O blog tem recebido diariamente reclamações da falta e oscilações de energia elétrica em vários bairros de São Luís. O que antes era marca constante na periferia, agora virou incomodo nas áreas consideradas mais nobres e principalmente nos pontos comerciais. O pior de tudo são os prejuízos que as quedas causam aos usuários com as danificações aos aparelhos eletro-eletrônicos, sem que, na maioria das vezes, os danos sejam reparados.

Agora em 2018, neste inverno, tem sido um inferno a falta de energia elétrica. Em, alguns bairros, como Vila Fialho, Anil, e tantos outros, o problema chega a ficar um dia todo, até que uma equipe iluminada da Cemar aparece ao local atingido.

A impressão que se tem é a de que estamos vivendo os períodos negros da antiga Cemar, quando era estatal ineficiente e um cabide de emprego público e sem recursos para investimentos.

No ano passado, foram tantos os aumentos nas tarifas de energia elétrica que o consumidor não consegue contar as elevações nas contas.

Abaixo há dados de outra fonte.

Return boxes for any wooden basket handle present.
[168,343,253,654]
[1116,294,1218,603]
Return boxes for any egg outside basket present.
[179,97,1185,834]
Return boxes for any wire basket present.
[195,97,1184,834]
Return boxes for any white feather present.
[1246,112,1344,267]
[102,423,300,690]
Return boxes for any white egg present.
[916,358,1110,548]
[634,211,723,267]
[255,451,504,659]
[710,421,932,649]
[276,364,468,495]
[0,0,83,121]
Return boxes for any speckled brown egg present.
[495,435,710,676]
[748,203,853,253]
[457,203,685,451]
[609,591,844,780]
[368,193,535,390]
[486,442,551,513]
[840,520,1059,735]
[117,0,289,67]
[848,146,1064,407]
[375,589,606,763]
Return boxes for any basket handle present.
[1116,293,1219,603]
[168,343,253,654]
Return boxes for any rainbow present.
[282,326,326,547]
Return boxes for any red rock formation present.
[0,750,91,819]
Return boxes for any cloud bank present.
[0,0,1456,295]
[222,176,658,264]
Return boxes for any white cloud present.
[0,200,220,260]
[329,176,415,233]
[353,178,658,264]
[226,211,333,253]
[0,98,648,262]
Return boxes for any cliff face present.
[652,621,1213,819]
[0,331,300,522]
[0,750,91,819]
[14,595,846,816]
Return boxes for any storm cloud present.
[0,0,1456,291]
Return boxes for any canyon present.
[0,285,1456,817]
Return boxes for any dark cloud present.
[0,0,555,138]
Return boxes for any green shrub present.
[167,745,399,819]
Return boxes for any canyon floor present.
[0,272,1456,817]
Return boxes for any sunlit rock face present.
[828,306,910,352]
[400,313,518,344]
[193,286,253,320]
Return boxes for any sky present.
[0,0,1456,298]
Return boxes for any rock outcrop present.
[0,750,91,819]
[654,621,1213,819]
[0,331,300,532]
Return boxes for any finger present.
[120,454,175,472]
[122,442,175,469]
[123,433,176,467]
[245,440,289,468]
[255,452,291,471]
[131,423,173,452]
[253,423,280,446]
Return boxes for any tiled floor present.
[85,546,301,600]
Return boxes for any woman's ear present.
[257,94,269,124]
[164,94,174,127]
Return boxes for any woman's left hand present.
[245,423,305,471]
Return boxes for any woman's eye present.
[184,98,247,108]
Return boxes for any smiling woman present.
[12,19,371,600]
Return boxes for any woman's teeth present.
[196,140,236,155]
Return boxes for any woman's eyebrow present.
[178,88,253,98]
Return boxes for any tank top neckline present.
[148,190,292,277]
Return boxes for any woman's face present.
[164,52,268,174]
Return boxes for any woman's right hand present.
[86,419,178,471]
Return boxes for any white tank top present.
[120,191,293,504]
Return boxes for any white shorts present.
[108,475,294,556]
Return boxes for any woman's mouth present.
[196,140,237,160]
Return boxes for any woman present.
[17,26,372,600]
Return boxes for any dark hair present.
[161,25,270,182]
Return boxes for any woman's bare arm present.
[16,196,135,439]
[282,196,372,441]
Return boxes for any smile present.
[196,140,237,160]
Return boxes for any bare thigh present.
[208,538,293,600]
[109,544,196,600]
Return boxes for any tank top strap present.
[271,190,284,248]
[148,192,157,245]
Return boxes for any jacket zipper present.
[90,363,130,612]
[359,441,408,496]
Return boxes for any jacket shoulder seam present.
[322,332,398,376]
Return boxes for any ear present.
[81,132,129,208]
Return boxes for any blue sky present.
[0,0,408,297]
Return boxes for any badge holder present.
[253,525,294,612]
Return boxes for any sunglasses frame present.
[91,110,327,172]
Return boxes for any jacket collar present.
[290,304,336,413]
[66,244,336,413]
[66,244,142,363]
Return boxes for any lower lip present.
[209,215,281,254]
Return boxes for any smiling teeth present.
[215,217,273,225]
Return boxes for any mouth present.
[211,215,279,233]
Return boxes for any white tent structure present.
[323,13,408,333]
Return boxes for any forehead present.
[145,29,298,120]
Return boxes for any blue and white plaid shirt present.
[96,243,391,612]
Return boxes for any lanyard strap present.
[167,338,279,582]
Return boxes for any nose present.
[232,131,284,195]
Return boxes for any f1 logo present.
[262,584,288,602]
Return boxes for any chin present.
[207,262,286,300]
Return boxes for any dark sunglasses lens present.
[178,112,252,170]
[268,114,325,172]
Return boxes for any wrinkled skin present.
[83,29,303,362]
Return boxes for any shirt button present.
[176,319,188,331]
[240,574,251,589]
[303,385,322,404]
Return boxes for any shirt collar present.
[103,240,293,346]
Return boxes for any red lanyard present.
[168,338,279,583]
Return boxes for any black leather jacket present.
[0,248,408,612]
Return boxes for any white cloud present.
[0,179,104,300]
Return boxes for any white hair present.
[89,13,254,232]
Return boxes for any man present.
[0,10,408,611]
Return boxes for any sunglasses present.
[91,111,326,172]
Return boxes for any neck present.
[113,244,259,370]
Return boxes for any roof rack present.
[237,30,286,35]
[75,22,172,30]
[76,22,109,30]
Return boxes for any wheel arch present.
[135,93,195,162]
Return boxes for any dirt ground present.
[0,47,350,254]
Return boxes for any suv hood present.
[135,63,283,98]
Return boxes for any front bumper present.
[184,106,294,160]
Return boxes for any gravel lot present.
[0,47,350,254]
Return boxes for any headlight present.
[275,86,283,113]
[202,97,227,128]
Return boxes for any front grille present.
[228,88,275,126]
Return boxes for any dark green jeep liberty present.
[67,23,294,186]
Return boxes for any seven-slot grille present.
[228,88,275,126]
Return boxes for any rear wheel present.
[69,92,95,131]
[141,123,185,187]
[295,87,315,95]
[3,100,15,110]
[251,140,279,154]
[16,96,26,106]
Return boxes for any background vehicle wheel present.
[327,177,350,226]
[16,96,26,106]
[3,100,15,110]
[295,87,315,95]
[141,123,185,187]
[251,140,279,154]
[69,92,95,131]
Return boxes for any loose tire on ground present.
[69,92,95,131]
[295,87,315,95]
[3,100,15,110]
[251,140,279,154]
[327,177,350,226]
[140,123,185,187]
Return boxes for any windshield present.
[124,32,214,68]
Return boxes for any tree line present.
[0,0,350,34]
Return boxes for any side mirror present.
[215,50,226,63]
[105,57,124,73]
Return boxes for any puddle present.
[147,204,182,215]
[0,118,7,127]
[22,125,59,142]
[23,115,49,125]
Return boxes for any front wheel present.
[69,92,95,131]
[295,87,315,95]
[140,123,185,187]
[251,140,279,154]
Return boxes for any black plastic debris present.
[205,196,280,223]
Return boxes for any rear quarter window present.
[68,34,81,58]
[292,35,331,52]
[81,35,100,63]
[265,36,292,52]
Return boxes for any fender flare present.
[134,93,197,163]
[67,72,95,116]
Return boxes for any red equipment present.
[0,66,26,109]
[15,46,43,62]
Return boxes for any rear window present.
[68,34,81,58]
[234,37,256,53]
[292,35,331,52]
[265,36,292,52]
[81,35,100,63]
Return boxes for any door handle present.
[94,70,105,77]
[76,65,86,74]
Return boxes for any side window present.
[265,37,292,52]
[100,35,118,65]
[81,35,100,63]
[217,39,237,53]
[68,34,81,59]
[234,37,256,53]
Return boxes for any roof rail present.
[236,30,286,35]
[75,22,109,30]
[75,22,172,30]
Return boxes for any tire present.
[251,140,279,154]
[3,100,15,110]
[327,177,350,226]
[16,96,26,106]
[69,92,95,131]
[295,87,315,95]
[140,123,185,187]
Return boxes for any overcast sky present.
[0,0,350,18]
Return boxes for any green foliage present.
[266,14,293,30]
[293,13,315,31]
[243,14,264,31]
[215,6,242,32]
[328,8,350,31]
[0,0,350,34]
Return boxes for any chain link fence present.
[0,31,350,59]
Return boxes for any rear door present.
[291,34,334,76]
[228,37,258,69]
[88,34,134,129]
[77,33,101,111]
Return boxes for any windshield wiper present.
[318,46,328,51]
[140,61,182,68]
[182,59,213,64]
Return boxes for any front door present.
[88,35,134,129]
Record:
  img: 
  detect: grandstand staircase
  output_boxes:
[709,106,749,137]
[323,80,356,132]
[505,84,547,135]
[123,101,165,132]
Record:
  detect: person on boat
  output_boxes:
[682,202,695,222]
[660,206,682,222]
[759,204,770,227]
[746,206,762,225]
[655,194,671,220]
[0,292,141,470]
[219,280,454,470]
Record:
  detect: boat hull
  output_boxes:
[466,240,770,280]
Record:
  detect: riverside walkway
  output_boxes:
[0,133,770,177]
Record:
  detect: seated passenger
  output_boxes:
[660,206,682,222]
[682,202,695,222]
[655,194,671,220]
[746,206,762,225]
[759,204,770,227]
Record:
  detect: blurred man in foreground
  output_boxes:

E já anunciaram para maio o primeiro aumento, disfarçado de reajuste. Um dinheiro que se acumula e poderia ser usado em investimento dos serviços oferecidos.

Todos os anos a Cemar enfrenta problemas com salitre que danifica as redes e oferece até perigo de vida à população, com fiações estendidas pelas ruas, praças e avenidas, além de pesados transformadores que caem quando menos se espera. Ao que se sabe, não existe de parte da Cemar nenhum trabalho preventivo.

Danos aos objetos 

Com as última chuvas e quedas de raios, aparelhos eletros-eletrônicos ficam danificados, e muita das vezes o consumidor fica com o prejuízo. Explica-se: a Cemar só ajuda no conserto ou entrega de um novo, se prejudicado mostrar a nota fiscal. Nem sempre a pessoa tem saco para armazenar notas de três, quatro, cinco… anos. Aí, não tem jeito.

Por isso, nos últimos anos o faturamento de lojas aumentaram no setor de eletros-eletrônicos e nas oficinas que consertam tais aparelhos. Enquanto isso…

… a Cemar não fornece uma explicação razoável ao consumidor sobre a falta de energia e os danos. Até parece mesmo que voltamos ao tempo do modelo do antigo modelo de gestão.